Patricia Wentworth
Miss Silver Comes To Stay
Miss Silver – #15, 1949
CHAPTER 1
Mary Stuart wrote, “My end is in my beginning.” It is easier to agree with her than to decide what is the beginning, and what the end. When Miss Silver came down to Melling on a visit to an old school friend she became involved in a story which had begun a long time before, and whose end may yet be quite unknown, since what happened yesterday must needs affect today and set out a pattern for tomorrow. It is not, of course, necessary to follow the pattern, but is sometimes easier, and ease is always tempting.
Just where does the story begin-twenty-five years before when two young girls went to a dance and met the same young man? A fair girl who was Catherine Lee, and a dark girl who was Henrietta Cray-Catherine and Rietta, distant cousins, schoolfellows, and bosom friends, eighteen years of age, and James Theodulph Lessiter just turned twenty-one. Perhaps it begins there, or perhaps still farther back when three generations of Lessiters took whatever they wanted from the world and paid out of a steadily dwindling capital till in the end there wasn’t much for the last of them except an impoverished estate, a shabby old house, and an inherited conviction that the world was his oyster.

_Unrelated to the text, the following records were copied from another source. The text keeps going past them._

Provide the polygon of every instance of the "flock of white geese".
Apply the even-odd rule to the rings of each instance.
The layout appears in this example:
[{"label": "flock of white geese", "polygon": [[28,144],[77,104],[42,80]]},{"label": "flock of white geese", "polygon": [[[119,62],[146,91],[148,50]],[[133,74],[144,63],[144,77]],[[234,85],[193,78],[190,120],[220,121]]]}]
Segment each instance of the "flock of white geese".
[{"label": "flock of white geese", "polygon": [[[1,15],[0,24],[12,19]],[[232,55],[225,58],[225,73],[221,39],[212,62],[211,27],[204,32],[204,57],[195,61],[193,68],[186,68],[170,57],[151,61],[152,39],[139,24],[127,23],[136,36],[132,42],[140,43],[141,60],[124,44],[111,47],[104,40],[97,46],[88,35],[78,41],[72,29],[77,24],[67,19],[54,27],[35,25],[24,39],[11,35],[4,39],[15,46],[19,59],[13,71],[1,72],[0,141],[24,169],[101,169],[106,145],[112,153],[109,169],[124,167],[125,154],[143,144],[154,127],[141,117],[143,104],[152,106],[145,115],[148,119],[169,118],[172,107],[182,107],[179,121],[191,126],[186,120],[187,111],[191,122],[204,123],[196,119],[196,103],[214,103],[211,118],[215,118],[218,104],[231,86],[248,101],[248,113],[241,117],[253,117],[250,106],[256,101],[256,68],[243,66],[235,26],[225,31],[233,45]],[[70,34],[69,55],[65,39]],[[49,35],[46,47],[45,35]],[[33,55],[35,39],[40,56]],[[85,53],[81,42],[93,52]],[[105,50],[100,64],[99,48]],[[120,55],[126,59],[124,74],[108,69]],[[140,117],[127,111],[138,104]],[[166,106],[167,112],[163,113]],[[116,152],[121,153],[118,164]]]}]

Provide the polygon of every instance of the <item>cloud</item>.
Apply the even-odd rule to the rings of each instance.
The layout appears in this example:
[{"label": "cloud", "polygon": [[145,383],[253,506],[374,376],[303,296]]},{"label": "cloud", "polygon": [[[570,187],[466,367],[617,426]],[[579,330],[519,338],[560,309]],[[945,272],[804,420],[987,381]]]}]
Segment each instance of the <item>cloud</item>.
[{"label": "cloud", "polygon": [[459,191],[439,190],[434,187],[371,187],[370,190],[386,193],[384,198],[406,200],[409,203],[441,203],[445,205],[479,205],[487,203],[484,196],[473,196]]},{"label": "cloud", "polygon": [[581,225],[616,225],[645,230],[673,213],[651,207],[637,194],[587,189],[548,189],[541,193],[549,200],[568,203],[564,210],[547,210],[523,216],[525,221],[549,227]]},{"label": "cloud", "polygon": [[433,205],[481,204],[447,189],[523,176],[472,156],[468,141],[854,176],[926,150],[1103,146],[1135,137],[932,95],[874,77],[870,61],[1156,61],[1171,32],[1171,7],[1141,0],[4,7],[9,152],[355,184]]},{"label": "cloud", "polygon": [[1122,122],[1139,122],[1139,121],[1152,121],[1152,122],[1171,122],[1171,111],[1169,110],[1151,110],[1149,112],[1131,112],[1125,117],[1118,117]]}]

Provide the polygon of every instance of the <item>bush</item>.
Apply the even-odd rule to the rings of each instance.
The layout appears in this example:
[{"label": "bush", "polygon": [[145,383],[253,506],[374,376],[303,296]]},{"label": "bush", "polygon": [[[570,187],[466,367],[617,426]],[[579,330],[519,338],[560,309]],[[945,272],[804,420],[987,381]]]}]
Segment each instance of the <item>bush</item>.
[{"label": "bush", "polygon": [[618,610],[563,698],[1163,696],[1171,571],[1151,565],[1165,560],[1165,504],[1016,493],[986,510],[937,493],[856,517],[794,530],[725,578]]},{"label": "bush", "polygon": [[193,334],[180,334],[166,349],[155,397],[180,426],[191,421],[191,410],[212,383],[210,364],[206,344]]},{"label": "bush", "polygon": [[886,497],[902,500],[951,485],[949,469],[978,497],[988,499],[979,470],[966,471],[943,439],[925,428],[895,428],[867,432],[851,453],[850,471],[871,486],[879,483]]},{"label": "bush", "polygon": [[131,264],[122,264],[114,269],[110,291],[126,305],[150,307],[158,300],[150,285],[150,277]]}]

The story might begin there, or a little later when what James Lessiter wanted most out of all the world was Rietta Cray. He told her so in the orchard of Melling House under a May moon when she was nineteen and he was twenty-two. She told Catherine, and Catherine condoled. “You know, darling, there really isn’t any money at all, and Aunt Mildred will be furious.“ On the strength of long association and distant kinship, Mrs. Lessiter was Aunt Mildred to both the girls.